For a countervailing view, see some (a lot?) of the code which appears in the USENET newsgroup net.sources.

Acknowledgement

Thanks to Bruce Freeman for assisting with some of the examples. Our positions at the University of Toronto have afforded us the opportunity to peruse a tremendous amount of questionable code over the past 'N' years.

Thanks to Laura Creighton for reading several revisions of the manuscript with a critical eye.

Program fragments listed herein are copyright (c) by AT&T, The Regents of the University of California, and other interested parties. Public Domain code is by the USENET News Project, Mike Newton, and others. The story of the UNIX and the Emveeous was inspired by Doug McIlroy’s `The UNIX and the Echo', of which our tale is but a pale echo.

The template file /usr/pub/template.c was adapted by Henry Spencer from the example in the getopt (3) manual page while he was writing the public-domain implementation of getopt; the version presented here has been extensively hacked over, so Henry should not be blamed for its present state.

Some of the 'mottos' used are excerpted from The Elements of Programming Style (see under `Recommended Reading').

Most of the paper was typed by one or another of the authors. Read `we' for `I', and `I' for `we', throughout.

Mark Horton provided useful feedback on the paper after the presentation at Dallas; some of his suggestions are incorporated into the present version.

---------------------

Can’t Happen or /*NOTREACHED*/ or Real Programs Dump Core

Delivered at the Dallas USENIX Conference, January 21 1985

UNIX is a trademark of Bell Laboratories.

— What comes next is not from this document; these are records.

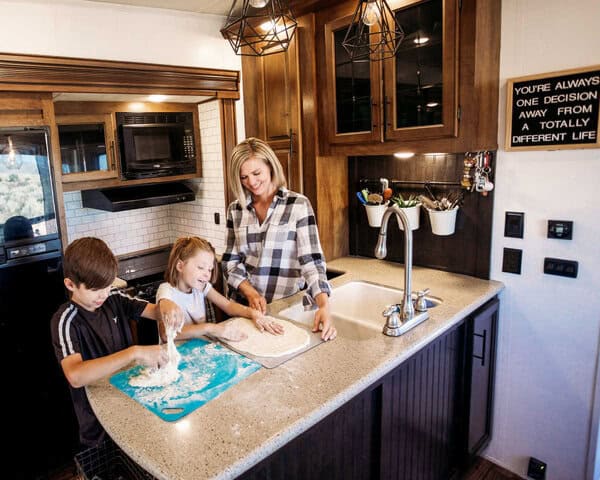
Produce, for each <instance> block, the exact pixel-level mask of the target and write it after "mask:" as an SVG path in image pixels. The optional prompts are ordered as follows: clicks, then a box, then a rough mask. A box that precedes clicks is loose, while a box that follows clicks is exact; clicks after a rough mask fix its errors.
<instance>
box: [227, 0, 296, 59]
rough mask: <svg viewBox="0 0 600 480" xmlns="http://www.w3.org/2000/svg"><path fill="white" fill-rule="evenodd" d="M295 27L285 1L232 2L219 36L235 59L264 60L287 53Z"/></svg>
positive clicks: (249, 1)
mask: <svg viewBox="0 0 600 480" xmlns="http://www.w3.org/2000/svg"><path fill="white" fill-rule="evenodd" d="M296 26H297V22H296V19H295V18H294V15H293V14H292V12H291V11H290V8H289V2H288V0H234V1H233V4H232V5H231V9H230V10H229V15H228V16H227V21H226V22H225V26H224V27H223V28H222V29H221V35H223V37H224V38H225V39H226V40H228V41H229V43H230V44H231V47H232V48H233V50H234V52H235V53H236V54H237V55H250V56H264V55H271V54H273V53H278V52H282V51H284V50H287V48H288V46H289V44H290V41H291V40H292V38H293V36H294V33H295V32H296Z"/></svg>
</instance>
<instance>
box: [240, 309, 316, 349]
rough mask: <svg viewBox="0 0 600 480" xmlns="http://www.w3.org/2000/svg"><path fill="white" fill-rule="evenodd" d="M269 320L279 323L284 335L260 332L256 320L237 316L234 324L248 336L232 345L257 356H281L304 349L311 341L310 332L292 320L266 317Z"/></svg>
mask: <svg viewBox="0 0 600 480" xmlns="http://www.w3.org/2000/svg"><path fill="white" fill-rule="evenodd" d="M265 318H266V319H267V320H271V321H273V322H277V323H279V324H280V325H281V326H282V327H283V330H284V332H283V335H273V334H272V333H269V332H262V333H261V332H260V330H258V328H256V326H255V325H254V322H252V321H251V320H248V319H247V318H242V317H235V318H233V319H231V320H230V321H231V322H232V325H234V326H235V327H237V328H238V329H239V330H241V331H242V332H244V333H245V334H246V335H248V337H247V338H246V339H244V340H240V341H239V342H231V343H230V345H231V346H232V347H233V348H235V349H236V350H238V351H240V352H246V353H249V354H250V355H256V356H257V357H281V356H283V355H289V354H290V353H294V352H297V351H298V350H302V349H303V348H305V347H306V346H308V344H309V343H310V337H309V335H308V332H307V331H306V330H304V329H302V328H300V327H297V326H296V325H294V324H293V323H291V322H288V321H286V320H282V319H280V318H273V317H268V316H267V317H265Z"/></svg>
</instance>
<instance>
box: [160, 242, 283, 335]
mask: <svg viewBox="0 0 600 480" xmlns="http://www.w3.org/2000/svg"><path fill="white" fill-rule="evenodd" d="M216 274H217V265H216V259H215V249H214V248H213V246H212V245H211V244H210V242H208V241H206V240H204V239H202V238H199V237H182V238H179V239H178V240H177V241H176V242H175V244H174V245H173V248H172V250H171V253H170V255H169V263H168V266H167V271H166V272H165V280H166V282H164V283H162V284H161V285H160V287H159V288H158V292H157V293H156V301H157V302H158V301H159V300H161V299H168V300H171V301H173V302H174V303H176V304H177V305H178V306H179V307H180V308H181V310H174V311H173V312H171V315H182V316H183V318H175V319H170V318H164V317H163V320H164V321H165V322H167V323H169V322H171V323H173V324H175V325H178V324H179V325H181V324H183V328H182V330H181V332H180V333H179V335H178V336H177V339H178V340H184V339H188V338H196V337H198V336H201V335H211V336H213V337H217V338H222V339H224V340H230V341H239V340H243V339H244V338H246V335H245V334H244V333H242V332H240V331H239V330H237V329H236V328H234V327H231V326H229V325H228V324H226V323H225V324H220V323H207V322H206V312H205V307H204V299H205V297H206V298H207V299H208V300H209V301H210V302H212V303H213V304H214V305H216V306H217V307H218V308H220V309H221V310H223V311H224V312H225V313H227V314H228V315H230V316H238V317H246V318H249V319H251V320H252V321H254V323H255V325H256V327H257V328H258V329H259V330H260V331H261V332H262V331H265V330H266V331H268V332H270V333H272V334H280V333H283V327H281V326H280V325H279V324H277V323H275V322H271V321H269V320H268V319H267V318H265V317H263V314H262V312H260V311H259V310H256V309H254V308H250V307H246V306H244V305H241V304H239V303H237V302H235V301H233V300H229V299H227V298H225V297H224V296H223V295H221V294H220V293H219V292H218V291H216V290H214V289H213V288H212V285H211V282H214V281H215V280H216Z"/></svg>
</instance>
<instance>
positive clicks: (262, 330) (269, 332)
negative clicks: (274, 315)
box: [252, 315, 283, 335]
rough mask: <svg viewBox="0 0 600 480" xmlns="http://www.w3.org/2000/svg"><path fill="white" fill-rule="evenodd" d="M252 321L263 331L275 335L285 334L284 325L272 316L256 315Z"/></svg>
mask: <svg viewBox="0 0 600 480" xmlns="http://www.w3.org/2000/svg"><path fill="white" fill-rule="evenodd" d="M252 321H253V322H254V325H256V328H258V329H259V330H260V332H261V333H262V332H264V331H267V332H269V333H272V334H273V335H283V325H280V324H279V323H277V322H274V321H273V319H272V318H271V317H264V316H263V315H260V316H254V317H252Z"/></svg>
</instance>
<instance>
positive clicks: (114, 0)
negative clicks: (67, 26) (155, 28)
mask: <svg viewBox="0 0 600 480" xmlns="http://www.w3.org/2000/svg"><path fill="white" fill-rule="evenodd" d="M88 1H94V2H101V3H117V4H121V5H136V6H138V7H154V8H166V9H169V10H183V11H185V12H195V13H208V14H213V15H223V16H227V14H228V13H229V9H230V8H231V4H232V0H88Z"/></svg>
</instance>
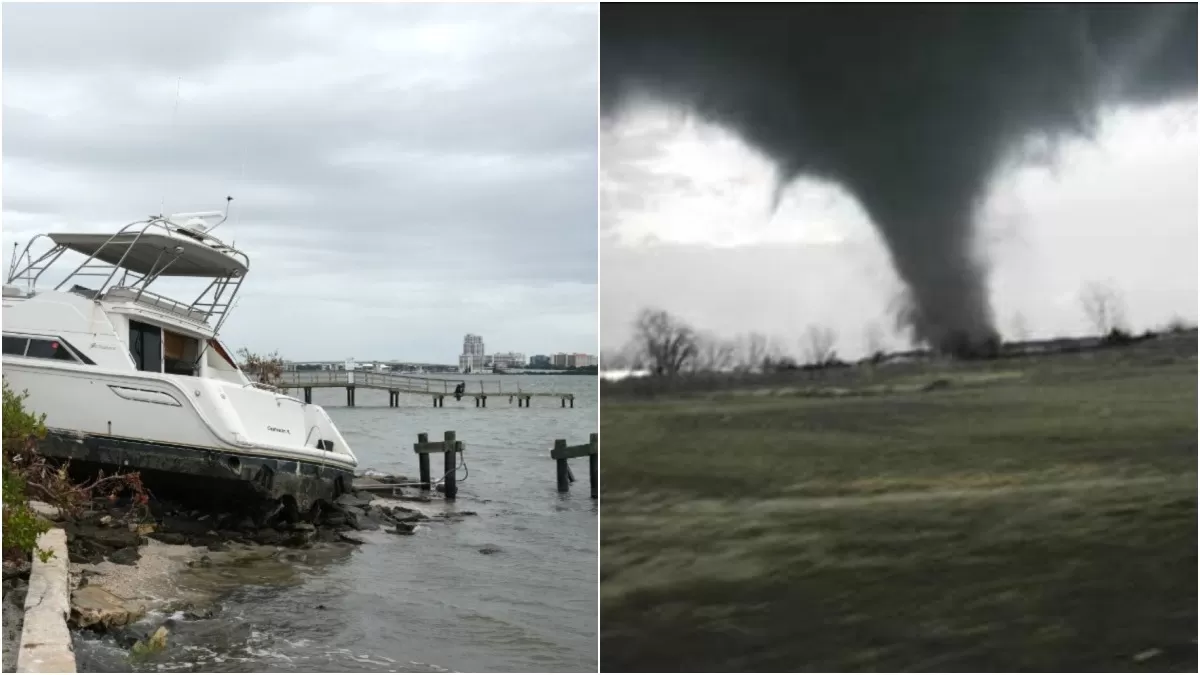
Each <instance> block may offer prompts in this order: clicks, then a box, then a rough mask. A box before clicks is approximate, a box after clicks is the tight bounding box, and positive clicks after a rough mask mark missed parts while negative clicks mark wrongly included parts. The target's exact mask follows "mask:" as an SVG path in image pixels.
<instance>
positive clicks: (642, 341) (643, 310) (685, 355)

Re-published by Ian Darwin and Geoff Collyer, 9 May 1989.

The original troff sources of this paper have been lost in the mists of time. Translated from PostScript by Paul Selkirk (paul a apocalypse.org) in 1999. Translated via pandoc to AsciiDoc format by Ian Darwin "much later".

Now that it’s so far in the past, I can relate the story behind this paper. Geoff and I wrote up a proposal for a paper we planned to write, and sent it off to the Usenix program committee. We started collecting code examples, but never got around to writing the paper. We didn’t hear back so we assumed it had not gained acceptance. Months later - about two weeks before the conference - we got a phone call one Friday afternoon from Rob Kolstad, head of the program committee - asking where our paper was! Seems the email with our acceptance had gone astray - it happened then and it still happens, due to, um… Bugs! And they needed the paper by early next week to print the proceedings. Rather than admit we had no paper, we said we’d get back to him. We then spent the weekend writing this paper in white heat, had a friend or two do a quick proof-read, and sent it in. We probably deserve credit for inventing the notion of "just in time publishing" :-)

At the conference, I was scheduled to present on the second day. On the first day, I attended a talk by someone, I think it was Rob Kolstad, that inspired me. So that night in my hotel room, I tore the paper apart - bits and pieces of paper all over the floor - and rewrote it yet again. I think that most of those changes are in this version.

Found out years later that Eric Allman, the original author of Sendmail at UC Berkeley, had committed a fix into Berkeley’s source code repository with a comment like "Fix after rude public ragging by Darwin & Collyer." Sorry, Eric.